Yatırımcıların para piyasası fonlarına yönelmesinin birkaç temel nedeni var. Öncelikle bu fonlar, anlaşılması en basit ve en düşük riskli yatırım araçları arasında yer alıyor. Kısa vadede nakde dönüşebilme özellikleri, onları geçici park alanı arayan yatırımcılar için ideal hale getiriyor.
Mevduat faizlerine alternatif olarak da değerlendirilen bu fonlar, yıllık bazda %40 ve üzeri mevduata denk getiri sunabiliyor. Getiriler ağırlıklı olarak repo, Takasbank/Borsa İstanbul Para Piyasası, mevduat ve kısa vadeli borçlanma araçlarıyla sağlanıyor. Dolayısıyla bu fonlar, hisse senedi, döviz veya altın gibi varlıklara kıyasla daha istikrarlı bir performans sergiliyor.
Faiz indirimi getirileri nasıl etkiliyor?
Politika faizindeki düşüş eğilimi, fonların getirilerini doğal olarak aşağı çekerken son haftalarda para piyasası fonlarında dikkat çekici bir performans ayrışması yaşanıyor. Haftalık bazda ilk 10 fonda yıllıklandırılmış brüt mevduata eşdeğer getiri ortalama %46 seviyesinde. Ancak listenin sonundaki fonlarda bu oran %40 civarında kalıyor.
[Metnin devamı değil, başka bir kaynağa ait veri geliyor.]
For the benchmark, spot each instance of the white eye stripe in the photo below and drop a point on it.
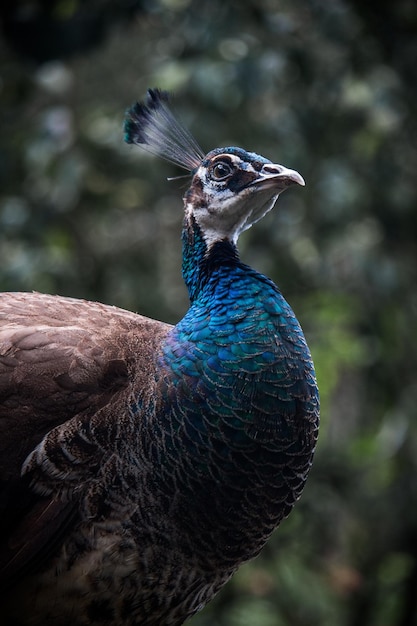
(221, 170)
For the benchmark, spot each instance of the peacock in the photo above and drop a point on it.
(142, 463)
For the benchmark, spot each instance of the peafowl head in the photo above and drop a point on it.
(231, 188)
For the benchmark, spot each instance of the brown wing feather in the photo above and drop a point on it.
(59, 358)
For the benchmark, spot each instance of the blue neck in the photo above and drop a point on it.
(198, 262)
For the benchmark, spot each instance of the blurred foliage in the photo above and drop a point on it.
(328, 88)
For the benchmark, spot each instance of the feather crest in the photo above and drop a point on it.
(152, 125)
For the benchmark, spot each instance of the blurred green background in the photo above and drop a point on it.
(326, 87)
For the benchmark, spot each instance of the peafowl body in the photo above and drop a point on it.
(142, 463)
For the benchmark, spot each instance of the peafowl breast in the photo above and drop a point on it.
(141, 463)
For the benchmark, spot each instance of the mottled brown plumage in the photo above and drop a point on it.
(142, 463)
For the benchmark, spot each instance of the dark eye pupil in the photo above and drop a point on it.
(221, 170)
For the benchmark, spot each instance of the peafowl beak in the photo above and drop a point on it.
(274, 176)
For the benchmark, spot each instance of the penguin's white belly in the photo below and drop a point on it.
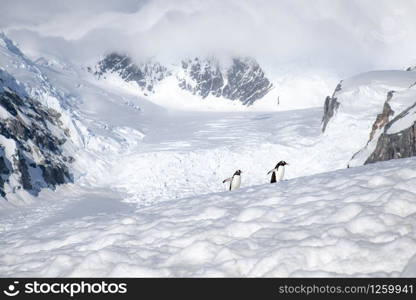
(280, 173)
(235, 182)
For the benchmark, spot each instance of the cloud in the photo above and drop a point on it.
(343, 36)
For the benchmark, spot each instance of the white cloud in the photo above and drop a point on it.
(343, 36)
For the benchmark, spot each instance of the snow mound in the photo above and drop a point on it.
(343, 223)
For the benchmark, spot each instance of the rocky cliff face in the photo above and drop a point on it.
(31, 140)
(330, 106)
(242, 80)
(146, 75)
(397, 143)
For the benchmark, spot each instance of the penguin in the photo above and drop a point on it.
(278, 172)
(235, 180)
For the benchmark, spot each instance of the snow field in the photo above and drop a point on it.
(352, 222)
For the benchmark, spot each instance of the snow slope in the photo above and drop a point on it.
(353, 222)
(148, 200)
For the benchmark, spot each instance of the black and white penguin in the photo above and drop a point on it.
(235, 180)
(278, 172)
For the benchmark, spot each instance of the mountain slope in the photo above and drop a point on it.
(242, 80)
(343, 223)
(372, 111)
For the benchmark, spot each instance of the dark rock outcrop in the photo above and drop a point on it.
(31, 140)
(330, 106)
(244, 80)
(145, 75)
(395, 145)
(383, 118)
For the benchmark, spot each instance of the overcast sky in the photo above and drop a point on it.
(342, 36)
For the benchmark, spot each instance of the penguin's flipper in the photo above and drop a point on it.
(271, 171)
(228, 179)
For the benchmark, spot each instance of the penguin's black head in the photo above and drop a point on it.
(281, 163)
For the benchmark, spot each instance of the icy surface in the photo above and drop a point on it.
(148, 199)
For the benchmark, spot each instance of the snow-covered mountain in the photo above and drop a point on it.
(375, 113)
(147, 175)
(243, 79)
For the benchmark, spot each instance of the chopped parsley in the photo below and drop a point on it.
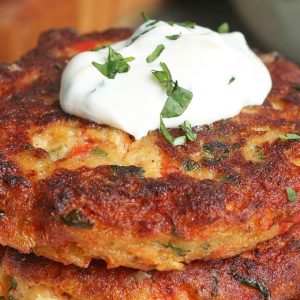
(223, 28)
(99, 152)
(178, 251)
(155, 54)
(232, 79)
(173, 37)
(291, 193)
(139, 35)
(116, 63)
(176, 103)
(289, 136)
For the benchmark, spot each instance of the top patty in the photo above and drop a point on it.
(73, 190)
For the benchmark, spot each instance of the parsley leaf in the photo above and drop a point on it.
(289, 136)
(177, 102)
(116, 63)
(155, 54)
(173, 37)
(187, 128)
(291, 193)
(164, 77)
(223, 28)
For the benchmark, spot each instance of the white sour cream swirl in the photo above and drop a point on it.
(201, 60)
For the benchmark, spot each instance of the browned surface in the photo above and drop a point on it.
(273, 270)
(229, 202)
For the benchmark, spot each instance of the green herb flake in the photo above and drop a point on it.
(58, 66)
(99, 152)
(152, 23)
(164, 77)
(178, 251)
(76, 219)
(177, 102)
(291, 193)
(187, 128)
(155, 54)
(289, 136)
(139, 35)
(116, 63)
(186, 24)
(173, 37)
(223, 28)
(231, 80)
(145, 16)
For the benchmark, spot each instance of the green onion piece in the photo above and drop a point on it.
(291, 193)
(289, 136)
(177, 102)
(164, 77)
(145, 16)
(187, 128)
(223, 28)
(152, 23)
(116, 63)
(232, 79)
(178, 141)
(173, 37)
(155, 54)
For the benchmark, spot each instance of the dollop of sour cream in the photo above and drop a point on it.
(220, 70)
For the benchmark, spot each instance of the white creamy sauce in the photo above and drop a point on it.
(201, 60)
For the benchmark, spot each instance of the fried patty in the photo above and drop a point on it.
(72, 190)
(270, 271)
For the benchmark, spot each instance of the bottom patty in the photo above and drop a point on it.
(270, 271)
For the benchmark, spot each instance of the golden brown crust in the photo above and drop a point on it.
(146, 204)
(270, 271)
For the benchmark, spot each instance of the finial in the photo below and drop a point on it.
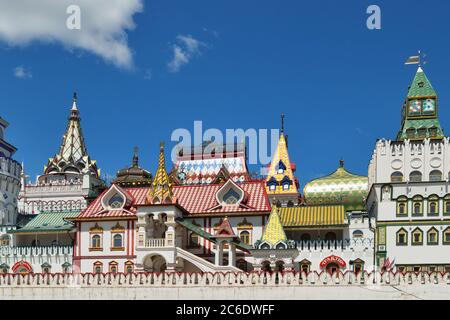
(136, 157)
(74, 101)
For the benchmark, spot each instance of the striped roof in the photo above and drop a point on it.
(313, 216)
(48, 222)
(195, 199)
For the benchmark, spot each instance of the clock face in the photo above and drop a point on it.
(415, 107)
(429, 106)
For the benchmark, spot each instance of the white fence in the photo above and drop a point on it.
(218, 279)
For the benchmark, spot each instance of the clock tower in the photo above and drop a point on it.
(420, 111)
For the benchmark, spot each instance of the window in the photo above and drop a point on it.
(245, 237)
(432, 237)
(402, 206)
(96, 242)
(433, 206)
(417, 206)
(231, 197)
(417, 237)
(447, 205)
(193, 240)
(117, 241)
(98, 267)
(435, 175)
(397, 177)
(446, 236)
(358, 234)
(113, 267)
(129, 267)
(415, 176)
(4, 240)
(116, 201)
(96, 233)
(402, 237)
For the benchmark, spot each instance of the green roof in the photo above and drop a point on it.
(421, 86)
(49, 222)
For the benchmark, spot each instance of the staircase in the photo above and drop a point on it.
(203, 264)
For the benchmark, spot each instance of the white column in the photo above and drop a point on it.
(231, 254)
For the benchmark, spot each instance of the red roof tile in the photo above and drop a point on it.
(195, 199)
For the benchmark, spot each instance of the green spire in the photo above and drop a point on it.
(420, 111)
(421, 86)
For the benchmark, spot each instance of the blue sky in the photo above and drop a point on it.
(340, 85)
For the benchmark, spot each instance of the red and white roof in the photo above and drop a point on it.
(195, 200)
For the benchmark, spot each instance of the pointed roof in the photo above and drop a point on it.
(420, 111)
(421, 86)
(134, 175)
(340, 187)
(224, 230)
(274, 231)
(72, 156)
(281, 160)
(161, 189)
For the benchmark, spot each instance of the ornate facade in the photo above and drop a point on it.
(409, 187)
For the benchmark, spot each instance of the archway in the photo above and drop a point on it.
(332, 268)
(154, 263)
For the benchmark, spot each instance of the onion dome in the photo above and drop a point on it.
(134, 176)
(340, 187)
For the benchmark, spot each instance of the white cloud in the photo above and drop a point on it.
(183, 51)
(22, 73)
(104, 26)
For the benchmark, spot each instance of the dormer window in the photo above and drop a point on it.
(281, 167)
(231, 197)
(116, 202)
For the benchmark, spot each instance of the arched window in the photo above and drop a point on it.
(417, 237)
(96, 242)
(245, 236)
(397, 176)
(402, 237)
(417, 206)
(330, 236)
(231, 197)
(433, 205)
(306, 237)
(193, 240)
(402, 206)
(435, 175)
(447, 205)
(98, 267)
(117, 240)
(432, 237)
(129, 267)
(415, 176)
(113, 267)
(358, 234)
(446, 236)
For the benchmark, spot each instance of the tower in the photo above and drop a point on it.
(281, 184)
(409, 187)
(70, 178)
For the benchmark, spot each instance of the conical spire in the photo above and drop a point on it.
(420, 111)
(274, 231)
(161, 189)
(280, 179)
(72, 156)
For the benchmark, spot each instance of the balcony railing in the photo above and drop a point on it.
(155, 243)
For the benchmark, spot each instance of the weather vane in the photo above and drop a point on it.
(420, 59)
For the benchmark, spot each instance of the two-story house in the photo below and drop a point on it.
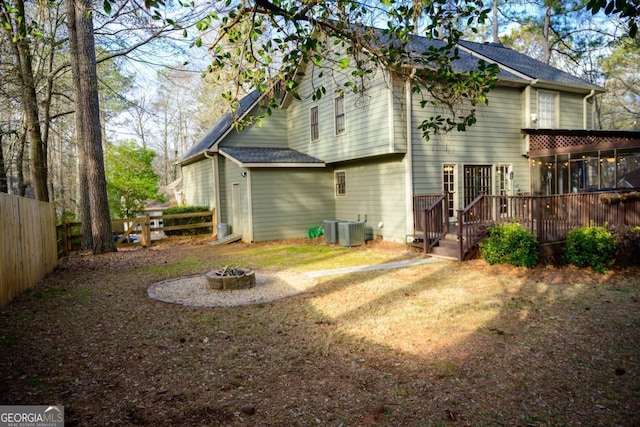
(362, 157)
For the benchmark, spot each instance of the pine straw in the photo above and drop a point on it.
(459, 344)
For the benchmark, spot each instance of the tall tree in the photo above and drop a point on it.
(88, 130)
(621, 102)
(131, 180)
(19, 29)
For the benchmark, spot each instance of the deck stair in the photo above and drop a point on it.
(448, 247)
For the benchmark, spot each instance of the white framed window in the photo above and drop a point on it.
(315, 124)
(339, 115)
(340, 179)
(547, 110)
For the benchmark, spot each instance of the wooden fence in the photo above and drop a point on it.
(27, 244)
(139, 229)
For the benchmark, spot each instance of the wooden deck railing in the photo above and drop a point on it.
(434, 223)
(550, 217)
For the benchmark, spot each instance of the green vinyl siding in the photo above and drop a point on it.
(366, 118)
(571, 110)
(230, 177)
(286, 203)
(375, 191)
(494, 139)
(198, 183)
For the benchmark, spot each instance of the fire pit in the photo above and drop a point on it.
(229, 279)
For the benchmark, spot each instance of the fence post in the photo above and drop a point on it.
(146, 231)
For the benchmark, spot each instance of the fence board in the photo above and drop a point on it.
(27, 244)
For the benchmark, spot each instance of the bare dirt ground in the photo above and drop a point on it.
(460, 344)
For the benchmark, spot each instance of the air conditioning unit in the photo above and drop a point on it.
(351, 233)
(331, 230)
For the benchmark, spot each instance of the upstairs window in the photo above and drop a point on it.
(340, 178)
(313, 119)
(339, 112)
(547, 112)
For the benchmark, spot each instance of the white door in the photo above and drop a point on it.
(449, 186)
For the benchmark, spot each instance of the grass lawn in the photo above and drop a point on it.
(441, 344)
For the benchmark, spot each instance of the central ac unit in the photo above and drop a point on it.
(331, 230)
(351, 233)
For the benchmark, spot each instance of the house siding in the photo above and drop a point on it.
(272, 133)
(286, 203)
(366, 117)
(198, 184)
(494, 139)
(375, 192)
(571, 111)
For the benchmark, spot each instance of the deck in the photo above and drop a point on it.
(549, 217)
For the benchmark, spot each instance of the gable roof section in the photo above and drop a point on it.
(269, 157)
(528, 66)
(221, 127)
(466, 61)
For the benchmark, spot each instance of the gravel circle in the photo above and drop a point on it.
(194, 291)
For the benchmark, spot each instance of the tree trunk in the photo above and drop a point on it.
(84, 205)
(30, 102)
(22, 186)
(89, 133)
(494, 24)
(4, 188)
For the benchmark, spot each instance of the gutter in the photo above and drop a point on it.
(584, 108)
(216, 184)
(409, 157)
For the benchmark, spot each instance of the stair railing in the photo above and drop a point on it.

Aynı risk grubundaki fonlar arasında neden bu kadar fark oluştuğu sorusu, yatırımcıların gündeminde. Cevap, çoğu zaman gözden kaçan bir detayda gizli: fonların hangi para piyasasında işlem yaptığı fark yaratıyor.
Takasbank mı, Borsa İstanbul mu?
Para piyasası fonlarının büyük bölümü, mevduat ve ters repo dışında likidite yönetimini Takasbank Para Piyasası veya Borsa İstanbul Para Piyasası üzerinden yürütüyor.
Takasbank Para Piyasası/Borsa İstanbul Para Piyasası’nda Takasbank “merkezi karşı taraf” konumunda. Yani işlemlerin garantörü olarak, taraflardan biri yükümlülüğünü yerine getirmezse alacaklı tarafa ödemeyi kendisi yapıyor. Bu sistem, karşı taraf riskini ortadan kaldırdığı için daha güvenli, ancak getiriler de doğal olarak biraz daha düşük.
Borsa İstanbul Para Piyasası’nda gerçekleşen üyelerin kendi nezdindeki işlemlerinde -takas dışı- getiriler daha yüksek belirlenebiliyor. Son haftalarda bu fark net biçimde gözlemleniyor: Borsa İstanbul Para Piyasası’nda işlem yapan fonlar, Takasbank piyasasında işlem yapanlara göre daha yüksek günlük getiri sağlıyor. Bu fark günlük bazda %0,13’e karşılık %0,11, yani yıllıklandırılmış olarak %46’ya karşı %40 mevduat eşleniği anlamına geliyor.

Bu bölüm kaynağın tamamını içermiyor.